In my experience, anything mechanical will become faulty at some point. Particularly silver coated switch contacts. I have probably spent more time replacing and/or cleaning damaged/oxidized switches and bad capacitors than bad ICs. I recently repaired 4 different Agilent E36xx series PSUs (approx. 2008-2011 MFD) that had faulty "gold plated" switches made by C&K (on the back side for slave/master operation and remote voltage/current programming). Ended up just putting wire jumpers in place of the switches since they were so damn expensive to replace (replacement switches would have costed more than I paid for the PSUs).
Slide switches are pretty easy to mangle from excessive force and most are not sealed well (if at all), allowing atmospheric gases to easily reach the contacts and induce oxidation. Many, HP/Agilent PSUs use these.
Rocker switches can seize (contacts weld together) in AC mains switching (the contacts generally fail before the rocker action does).

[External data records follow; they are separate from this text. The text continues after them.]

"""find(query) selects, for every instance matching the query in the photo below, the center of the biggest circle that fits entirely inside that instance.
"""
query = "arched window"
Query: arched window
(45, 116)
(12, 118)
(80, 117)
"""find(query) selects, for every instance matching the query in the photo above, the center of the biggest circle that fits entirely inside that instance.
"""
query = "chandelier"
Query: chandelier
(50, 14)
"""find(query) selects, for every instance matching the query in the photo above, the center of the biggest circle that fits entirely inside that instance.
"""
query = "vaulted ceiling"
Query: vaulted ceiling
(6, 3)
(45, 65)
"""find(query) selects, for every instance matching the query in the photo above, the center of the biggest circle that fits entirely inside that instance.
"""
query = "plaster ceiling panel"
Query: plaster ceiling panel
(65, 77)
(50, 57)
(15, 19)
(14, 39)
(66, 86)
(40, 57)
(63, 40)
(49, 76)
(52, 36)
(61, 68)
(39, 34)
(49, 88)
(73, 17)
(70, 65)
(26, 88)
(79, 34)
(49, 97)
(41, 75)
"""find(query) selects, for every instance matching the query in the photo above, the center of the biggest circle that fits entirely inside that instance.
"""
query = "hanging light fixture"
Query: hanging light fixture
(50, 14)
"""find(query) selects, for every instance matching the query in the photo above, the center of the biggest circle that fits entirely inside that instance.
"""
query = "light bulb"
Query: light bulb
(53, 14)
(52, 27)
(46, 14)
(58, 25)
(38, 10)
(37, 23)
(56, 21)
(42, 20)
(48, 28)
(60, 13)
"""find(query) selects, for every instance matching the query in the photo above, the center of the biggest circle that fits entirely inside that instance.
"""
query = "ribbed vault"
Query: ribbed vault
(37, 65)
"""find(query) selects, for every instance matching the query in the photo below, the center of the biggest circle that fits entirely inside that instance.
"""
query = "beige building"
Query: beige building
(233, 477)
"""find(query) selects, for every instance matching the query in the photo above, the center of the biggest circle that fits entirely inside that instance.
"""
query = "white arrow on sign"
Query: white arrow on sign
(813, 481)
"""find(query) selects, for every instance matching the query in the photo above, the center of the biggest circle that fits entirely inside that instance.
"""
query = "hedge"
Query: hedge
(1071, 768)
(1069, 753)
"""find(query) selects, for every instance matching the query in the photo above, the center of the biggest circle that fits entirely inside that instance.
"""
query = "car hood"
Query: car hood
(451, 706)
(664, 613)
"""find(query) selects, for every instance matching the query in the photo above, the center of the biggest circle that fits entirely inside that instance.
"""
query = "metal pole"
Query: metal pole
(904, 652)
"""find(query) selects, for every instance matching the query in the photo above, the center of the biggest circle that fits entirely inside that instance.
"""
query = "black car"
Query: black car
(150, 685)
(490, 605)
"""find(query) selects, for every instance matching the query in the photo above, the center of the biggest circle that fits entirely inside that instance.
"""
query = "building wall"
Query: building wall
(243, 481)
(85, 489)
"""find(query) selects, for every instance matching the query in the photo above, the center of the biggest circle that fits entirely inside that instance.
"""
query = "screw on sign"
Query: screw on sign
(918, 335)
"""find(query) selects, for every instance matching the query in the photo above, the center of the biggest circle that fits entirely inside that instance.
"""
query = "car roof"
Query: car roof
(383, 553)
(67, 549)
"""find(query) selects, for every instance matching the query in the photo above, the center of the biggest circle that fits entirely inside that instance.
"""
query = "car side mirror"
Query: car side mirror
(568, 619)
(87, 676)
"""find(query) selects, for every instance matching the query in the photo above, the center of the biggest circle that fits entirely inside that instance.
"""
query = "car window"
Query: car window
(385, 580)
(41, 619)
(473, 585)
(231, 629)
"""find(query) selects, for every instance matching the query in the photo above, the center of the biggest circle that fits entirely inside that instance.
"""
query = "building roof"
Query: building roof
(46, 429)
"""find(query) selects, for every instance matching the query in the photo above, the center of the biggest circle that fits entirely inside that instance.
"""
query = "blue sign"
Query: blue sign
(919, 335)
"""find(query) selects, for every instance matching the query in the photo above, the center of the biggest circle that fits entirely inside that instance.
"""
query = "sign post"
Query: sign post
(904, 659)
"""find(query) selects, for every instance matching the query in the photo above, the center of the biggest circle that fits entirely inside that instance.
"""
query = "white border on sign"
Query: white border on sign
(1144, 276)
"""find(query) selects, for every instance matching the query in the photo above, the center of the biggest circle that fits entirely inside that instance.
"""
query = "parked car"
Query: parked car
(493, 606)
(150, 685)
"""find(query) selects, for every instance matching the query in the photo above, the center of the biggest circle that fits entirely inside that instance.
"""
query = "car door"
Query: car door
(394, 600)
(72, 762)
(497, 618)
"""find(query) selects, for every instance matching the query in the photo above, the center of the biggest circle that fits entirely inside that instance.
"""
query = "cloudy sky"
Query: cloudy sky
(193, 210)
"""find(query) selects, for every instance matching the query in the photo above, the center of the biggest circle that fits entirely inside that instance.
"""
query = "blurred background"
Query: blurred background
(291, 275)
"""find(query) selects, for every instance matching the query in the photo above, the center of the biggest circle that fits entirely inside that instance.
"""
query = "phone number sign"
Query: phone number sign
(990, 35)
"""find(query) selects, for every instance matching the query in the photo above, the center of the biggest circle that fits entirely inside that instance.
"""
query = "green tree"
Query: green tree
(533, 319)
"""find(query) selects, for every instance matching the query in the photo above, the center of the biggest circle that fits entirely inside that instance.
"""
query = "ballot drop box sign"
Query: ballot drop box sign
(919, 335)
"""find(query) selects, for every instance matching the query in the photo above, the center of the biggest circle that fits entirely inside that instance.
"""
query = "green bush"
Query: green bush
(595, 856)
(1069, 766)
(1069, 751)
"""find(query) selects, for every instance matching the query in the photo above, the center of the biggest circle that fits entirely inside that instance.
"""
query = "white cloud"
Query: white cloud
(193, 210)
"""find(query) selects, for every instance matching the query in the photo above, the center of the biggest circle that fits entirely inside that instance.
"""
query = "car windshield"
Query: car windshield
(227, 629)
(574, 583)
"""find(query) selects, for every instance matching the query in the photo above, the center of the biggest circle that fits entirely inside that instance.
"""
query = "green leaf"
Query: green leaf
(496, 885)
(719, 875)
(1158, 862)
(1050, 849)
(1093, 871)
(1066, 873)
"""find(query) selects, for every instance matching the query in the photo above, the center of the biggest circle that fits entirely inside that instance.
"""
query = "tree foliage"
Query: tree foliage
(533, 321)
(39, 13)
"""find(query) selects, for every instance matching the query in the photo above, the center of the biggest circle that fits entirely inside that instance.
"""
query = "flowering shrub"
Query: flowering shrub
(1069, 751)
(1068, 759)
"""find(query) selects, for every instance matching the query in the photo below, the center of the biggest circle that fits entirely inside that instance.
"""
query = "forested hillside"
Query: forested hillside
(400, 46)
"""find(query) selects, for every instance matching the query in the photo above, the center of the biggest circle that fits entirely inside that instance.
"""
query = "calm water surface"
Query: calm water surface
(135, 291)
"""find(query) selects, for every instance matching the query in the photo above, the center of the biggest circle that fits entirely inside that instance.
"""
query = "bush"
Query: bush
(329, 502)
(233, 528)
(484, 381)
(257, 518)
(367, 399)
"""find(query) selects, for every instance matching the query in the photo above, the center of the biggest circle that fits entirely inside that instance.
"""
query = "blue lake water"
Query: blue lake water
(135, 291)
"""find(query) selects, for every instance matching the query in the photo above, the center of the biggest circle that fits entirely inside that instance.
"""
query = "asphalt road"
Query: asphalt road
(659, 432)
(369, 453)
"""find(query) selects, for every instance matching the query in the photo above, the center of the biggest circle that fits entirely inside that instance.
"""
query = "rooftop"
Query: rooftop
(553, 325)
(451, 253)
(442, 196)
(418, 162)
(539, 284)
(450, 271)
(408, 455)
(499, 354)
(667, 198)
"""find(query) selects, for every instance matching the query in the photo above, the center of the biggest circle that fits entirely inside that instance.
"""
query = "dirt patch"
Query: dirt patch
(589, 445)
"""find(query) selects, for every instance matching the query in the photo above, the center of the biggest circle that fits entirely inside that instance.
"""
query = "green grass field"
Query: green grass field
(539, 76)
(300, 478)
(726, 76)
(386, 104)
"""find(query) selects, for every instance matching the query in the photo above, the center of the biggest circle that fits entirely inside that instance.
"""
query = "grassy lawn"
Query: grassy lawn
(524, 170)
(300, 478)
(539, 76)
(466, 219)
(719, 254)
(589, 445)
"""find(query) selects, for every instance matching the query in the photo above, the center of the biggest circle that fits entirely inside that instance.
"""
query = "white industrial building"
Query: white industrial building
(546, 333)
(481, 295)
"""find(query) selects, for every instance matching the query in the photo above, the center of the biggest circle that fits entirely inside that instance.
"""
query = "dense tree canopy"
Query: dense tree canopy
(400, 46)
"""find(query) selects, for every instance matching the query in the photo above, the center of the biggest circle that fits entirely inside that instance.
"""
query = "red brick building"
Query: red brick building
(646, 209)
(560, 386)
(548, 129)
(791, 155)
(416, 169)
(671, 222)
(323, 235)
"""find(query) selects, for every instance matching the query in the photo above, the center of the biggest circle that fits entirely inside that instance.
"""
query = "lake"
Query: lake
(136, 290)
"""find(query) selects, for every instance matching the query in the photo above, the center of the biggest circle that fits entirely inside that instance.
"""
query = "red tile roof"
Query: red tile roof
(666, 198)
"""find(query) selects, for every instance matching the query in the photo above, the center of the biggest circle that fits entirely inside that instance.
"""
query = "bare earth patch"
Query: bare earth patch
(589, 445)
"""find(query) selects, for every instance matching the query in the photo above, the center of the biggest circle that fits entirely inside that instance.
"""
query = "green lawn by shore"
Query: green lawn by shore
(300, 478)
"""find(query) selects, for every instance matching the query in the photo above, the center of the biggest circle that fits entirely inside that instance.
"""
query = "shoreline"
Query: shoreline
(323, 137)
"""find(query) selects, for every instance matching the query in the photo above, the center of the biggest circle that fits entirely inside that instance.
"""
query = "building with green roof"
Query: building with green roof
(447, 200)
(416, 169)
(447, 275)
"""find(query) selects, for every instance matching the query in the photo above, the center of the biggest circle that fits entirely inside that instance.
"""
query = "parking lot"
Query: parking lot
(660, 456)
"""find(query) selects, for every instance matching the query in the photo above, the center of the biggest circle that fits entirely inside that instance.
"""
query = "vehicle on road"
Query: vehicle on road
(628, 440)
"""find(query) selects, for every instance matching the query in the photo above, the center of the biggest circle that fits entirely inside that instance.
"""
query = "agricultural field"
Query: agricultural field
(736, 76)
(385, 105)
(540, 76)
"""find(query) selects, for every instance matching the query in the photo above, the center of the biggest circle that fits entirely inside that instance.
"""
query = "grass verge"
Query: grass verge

Toggle switches are fairly robust, but are easy to hit and damage accidentally.
Rotary switches are robust mechanically, but oxidize the easiest and are a pain to clean.
Large push button switches are quite fragile (especially locking types). I mostly see the plastic stems break off or the push mechanism seizing from either dust/contaminates or mechanical wear of the track.
Since most analog PSUs (especially from HP/Agilent) have at least one or more of the above switches... I'd vote analog adj. DC PSUs as the most likely to fail TE.